Gore Vidal

Media release

1 August 2012

No one knew the American history better than Gore Vidal. It was in his blood.

He learnt it from a grandfather who served in the Senate, and from his personal association with the great American political families of his time.

From his home atop a Ravello cliff face he spun wonderful stories out of American history, buttressed by a flawless memory and a talent for mimicry.

His historical novels chart the emergence of America as a continental power with centralised government, and what he saw as a descent into imperialism.

He embodied an anti-imperial tradition that goes back to Mark Twain – representing an isolationist viewpoint that once ran deep in America. Gore Vidal believed no foreign war justified a single American life and this view was his fundamental political commitment.

And he loved a political feud – his own being a vendetta against Bobby Kennedy, with whom he clashed while campaigning for the US Congress in 1962.

He told me once that addressing an anti-Nixon rally in Boston he was asked, "Why is Nixon so hated in Massachusetts?" His roared response: "Because having seen so many crooks in its history, the people of Massachusetts recognise a crook when they see one!" The public applause, so strong it was almost a blow to the chest, confirmed in him a love of oratory and the chance to occupy a political stage.

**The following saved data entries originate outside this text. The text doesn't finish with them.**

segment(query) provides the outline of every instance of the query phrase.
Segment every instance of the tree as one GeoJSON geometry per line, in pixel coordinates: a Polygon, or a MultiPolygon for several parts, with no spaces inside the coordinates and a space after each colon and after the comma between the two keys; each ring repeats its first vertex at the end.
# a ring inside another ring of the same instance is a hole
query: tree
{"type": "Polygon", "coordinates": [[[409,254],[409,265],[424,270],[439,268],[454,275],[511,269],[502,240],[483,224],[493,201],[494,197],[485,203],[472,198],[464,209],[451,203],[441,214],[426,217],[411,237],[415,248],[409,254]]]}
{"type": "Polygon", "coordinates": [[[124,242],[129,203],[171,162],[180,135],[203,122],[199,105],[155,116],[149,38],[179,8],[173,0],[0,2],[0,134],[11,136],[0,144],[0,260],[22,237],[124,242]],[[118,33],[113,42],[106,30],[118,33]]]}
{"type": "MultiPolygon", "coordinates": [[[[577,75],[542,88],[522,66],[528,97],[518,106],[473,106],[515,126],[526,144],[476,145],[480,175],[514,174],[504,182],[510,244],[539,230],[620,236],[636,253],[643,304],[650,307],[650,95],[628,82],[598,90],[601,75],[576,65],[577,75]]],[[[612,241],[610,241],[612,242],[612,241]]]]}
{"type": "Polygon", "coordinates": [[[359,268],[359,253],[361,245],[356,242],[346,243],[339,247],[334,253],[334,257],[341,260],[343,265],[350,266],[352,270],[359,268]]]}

He would have loved to have been a politician and stood twice – once for Congress and later for the Senate from California. He would have traded all his literary accomplishments for a chance to serve as a long term Senator, and to have one day run for President.

Gore Vidal's passing at age 86 is a loss to his country, to literature and to history.

Farewell to a polymath, a storyteller and a wonderful writer. His essays may have been the best in the language.

There won't be another mind like his.